Narrative Summary: Metastatic castration-resistant prostate cancer (mCRPC) patients generally have an unfavorable prognosis but not all patients have an identical clinical course. While some patients quickly progress to widespread metastatic disease and die of cancer, others have a much more indolent disease progression. Thus, we seek to identify the predictors of time from initial diagnosis of mCRPC to all-cause death. The results of this research will help patients and physicians better determine the prognosis of patients with mCRPC.
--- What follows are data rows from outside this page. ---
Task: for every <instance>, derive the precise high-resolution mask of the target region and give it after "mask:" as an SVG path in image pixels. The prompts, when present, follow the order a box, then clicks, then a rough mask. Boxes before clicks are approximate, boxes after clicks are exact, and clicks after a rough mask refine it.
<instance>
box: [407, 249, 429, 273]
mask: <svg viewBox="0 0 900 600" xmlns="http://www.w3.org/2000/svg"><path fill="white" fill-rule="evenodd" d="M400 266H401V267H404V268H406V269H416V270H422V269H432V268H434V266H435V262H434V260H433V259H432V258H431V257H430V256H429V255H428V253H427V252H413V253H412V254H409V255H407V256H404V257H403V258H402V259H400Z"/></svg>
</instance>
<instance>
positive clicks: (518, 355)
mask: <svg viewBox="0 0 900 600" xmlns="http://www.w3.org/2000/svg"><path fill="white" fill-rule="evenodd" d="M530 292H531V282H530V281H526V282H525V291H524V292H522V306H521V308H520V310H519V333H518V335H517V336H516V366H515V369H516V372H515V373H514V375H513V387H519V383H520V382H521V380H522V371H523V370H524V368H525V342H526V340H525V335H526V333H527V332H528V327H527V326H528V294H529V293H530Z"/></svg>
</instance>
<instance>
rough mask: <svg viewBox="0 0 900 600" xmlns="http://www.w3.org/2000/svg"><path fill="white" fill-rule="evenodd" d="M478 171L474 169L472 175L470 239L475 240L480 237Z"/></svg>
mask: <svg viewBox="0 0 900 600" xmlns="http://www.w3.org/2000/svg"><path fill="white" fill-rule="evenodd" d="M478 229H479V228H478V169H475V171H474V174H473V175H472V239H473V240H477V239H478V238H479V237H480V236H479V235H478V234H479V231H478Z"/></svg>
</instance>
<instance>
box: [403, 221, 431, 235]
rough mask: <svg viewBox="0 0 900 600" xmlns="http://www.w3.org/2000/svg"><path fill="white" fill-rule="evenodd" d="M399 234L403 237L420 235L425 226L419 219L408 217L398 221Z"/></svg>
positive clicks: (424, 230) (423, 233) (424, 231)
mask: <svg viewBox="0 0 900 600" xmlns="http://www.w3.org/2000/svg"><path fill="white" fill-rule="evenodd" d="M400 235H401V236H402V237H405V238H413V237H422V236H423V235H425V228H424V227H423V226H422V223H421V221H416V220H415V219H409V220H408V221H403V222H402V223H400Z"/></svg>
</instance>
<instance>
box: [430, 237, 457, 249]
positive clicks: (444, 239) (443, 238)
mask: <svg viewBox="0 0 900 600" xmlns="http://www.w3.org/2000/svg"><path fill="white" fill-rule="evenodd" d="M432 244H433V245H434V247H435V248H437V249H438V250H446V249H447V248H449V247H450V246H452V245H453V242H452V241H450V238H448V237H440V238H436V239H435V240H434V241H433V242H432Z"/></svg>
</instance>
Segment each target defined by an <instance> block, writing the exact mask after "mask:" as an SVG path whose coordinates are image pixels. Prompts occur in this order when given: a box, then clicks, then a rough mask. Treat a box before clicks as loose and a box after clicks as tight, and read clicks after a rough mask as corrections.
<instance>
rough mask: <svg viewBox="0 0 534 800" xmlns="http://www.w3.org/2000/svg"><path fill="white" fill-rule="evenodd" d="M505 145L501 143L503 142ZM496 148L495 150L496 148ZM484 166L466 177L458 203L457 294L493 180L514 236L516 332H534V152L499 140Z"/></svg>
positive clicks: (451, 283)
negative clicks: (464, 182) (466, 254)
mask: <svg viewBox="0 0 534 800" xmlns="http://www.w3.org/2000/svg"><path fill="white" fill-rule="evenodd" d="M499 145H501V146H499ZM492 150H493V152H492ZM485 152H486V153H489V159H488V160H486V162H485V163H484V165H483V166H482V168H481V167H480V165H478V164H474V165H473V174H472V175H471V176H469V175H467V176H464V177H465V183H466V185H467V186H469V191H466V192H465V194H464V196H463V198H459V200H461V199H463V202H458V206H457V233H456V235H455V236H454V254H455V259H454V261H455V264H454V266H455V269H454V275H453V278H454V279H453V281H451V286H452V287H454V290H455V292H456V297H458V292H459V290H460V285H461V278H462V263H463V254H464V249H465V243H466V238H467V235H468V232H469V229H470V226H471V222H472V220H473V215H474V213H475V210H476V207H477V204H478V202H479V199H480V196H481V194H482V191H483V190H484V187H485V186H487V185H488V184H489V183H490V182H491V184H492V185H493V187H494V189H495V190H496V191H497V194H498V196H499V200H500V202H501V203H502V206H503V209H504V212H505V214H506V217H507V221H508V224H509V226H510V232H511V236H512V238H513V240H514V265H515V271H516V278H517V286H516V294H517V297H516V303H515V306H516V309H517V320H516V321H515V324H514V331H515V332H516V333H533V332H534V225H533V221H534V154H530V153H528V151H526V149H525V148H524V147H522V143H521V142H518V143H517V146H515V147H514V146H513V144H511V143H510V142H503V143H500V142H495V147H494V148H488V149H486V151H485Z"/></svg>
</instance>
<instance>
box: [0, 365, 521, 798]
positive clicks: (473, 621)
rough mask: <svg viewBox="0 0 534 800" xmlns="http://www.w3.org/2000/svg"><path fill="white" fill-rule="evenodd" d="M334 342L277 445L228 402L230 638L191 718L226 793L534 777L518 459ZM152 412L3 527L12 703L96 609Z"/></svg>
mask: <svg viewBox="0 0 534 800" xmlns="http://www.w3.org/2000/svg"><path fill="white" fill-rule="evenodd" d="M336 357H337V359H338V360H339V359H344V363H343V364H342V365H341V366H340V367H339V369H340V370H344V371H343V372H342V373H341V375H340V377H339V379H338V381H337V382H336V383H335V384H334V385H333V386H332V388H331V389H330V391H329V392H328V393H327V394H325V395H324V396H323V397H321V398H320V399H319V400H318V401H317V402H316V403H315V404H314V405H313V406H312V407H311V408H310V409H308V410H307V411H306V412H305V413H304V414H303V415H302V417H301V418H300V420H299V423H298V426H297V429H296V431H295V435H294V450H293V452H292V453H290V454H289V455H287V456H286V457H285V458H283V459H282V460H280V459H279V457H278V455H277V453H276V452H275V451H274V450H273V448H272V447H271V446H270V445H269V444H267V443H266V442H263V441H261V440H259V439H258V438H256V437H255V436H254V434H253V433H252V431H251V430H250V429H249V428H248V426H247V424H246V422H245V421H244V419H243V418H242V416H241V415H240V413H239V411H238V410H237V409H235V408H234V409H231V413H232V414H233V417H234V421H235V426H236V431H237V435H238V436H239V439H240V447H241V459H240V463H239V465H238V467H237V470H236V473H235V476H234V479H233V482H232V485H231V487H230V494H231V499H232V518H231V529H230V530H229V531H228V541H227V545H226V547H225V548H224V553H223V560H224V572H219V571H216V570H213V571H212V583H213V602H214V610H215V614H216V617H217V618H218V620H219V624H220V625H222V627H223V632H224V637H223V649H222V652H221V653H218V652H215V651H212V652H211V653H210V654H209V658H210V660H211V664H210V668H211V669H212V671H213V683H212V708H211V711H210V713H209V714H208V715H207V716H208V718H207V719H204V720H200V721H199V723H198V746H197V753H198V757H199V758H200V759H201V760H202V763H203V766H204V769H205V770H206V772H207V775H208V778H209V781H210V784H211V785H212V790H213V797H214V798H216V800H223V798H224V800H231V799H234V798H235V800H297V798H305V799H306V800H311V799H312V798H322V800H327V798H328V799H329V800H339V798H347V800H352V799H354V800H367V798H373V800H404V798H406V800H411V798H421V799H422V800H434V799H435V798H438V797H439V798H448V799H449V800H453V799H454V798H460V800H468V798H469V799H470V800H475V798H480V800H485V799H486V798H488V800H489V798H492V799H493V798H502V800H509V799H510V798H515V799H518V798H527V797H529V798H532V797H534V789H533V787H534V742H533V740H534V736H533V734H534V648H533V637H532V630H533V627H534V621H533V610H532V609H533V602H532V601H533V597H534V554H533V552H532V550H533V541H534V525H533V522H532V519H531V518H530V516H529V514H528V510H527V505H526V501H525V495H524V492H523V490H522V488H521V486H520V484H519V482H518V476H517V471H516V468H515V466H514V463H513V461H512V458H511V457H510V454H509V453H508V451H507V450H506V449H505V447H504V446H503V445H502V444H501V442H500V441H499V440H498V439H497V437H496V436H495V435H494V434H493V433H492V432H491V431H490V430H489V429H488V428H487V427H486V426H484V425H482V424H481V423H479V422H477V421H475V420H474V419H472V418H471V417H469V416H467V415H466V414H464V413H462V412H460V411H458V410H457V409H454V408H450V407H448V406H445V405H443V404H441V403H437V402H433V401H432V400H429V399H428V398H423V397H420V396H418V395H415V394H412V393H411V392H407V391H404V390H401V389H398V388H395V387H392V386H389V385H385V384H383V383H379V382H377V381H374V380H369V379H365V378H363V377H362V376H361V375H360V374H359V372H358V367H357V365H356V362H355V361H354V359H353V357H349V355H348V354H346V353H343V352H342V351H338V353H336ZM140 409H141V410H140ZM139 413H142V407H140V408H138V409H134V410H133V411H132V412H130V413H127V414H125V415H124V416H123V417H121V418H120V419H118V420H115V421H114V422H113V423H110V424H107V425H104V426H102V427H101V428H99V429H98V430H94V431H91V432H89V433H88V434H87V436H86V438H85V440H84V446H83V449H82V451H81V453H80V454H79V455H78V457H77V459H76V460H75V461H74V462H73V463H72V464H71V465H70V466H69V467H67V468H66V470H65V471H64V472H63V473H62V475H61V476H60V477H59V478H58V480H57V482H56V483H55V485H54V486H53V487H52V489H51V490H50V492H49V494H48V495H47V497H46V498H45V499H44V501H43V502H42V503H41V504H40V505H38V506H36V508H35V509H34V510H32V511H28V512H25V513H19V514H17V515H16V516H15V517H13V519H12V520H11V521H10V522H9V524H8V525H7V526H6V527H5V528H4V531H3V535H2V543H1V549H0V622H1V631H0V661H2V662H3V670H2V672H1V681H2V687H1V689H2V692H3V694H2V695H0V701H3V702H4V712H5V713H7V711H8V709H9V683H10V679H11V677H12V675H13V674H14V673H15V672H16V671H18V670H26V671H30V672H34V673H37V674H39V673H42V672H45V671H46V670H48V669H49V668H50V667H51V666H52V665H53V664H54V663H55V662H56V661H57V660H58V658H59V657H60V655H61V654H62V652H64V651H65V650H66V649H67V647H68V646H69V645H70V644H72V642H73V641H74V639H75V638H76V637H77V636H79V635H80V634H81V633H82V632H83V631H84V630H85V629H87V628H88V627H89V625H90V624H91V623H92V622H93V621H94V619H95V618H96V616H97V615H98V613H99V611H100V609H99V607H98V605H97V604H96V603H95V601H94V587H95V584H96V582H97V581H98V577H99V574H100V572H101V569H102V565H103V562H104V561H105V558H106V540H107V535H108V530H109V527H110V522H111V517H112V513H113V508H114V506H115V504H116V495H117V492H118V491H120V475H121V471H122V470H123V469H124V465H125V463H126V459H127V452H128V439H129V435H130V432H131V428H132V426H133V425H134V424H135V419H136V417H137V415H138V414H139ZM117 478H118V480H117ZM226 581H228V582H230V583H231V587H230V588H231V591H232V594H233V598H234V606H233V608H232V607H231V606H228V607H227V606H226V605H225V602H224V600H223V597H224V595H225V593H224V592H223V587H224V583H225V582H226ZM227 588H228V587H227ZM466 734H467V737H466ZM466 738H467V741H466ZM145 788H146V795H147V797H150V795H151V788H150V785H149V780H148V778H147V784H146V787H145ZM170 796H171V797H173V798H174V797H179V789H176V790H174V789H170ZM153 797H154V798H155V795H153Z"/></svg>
Project Timeline: Day 0: Approval of the project
Day 30: Data transfer
Day 60: Data processing (data re-coding/formatting)
Day 90: Data analysis
Day 120: Manuscript writing
Day 180: Manuscript submission

Dissemination Plan: We plan to publish the results of this project in the form of a manuscript in oncology and urology medical journal(s).

Bibliography:

1. Halabi S, Lin CY, Kelly WK, et al. Updated prognostic model for predicting overall survival in first-line chemotherapy for patients with metastatic castration-resistant prostate cancer. J Clin Oncol. 2014;32:671-677.
2. Armstrong AJ, Tannock IF, de Wit R, George DJ, Eisenberger M, Halabi S. The development of risk groups in men with metastatic castration-resistant prostate cancer based on risk factors for PSA decline and survival. European journal of cancer. 2010;46:517-525.
3. Halabi S, Lin CY, Small EJ, et al. Prognostic model predicting metastatic castration-resistant prostate cancer survival in men treated with second-line chemotherapy. J Natl Cancer Inst. 2013;105:1729-1737.
4. Armstrong AJ, Garrett-Mayer ES, Yang YC, de Wit R, Tannock IF, Eisenberger M. A contemporary prognostic nomogram for men with hormone-refractory metastatic prostate cancer: a TAX327 study analysis. Clinical cancer research : an official journal of the American Association for Cancer Research. 2007;13:6396-6403.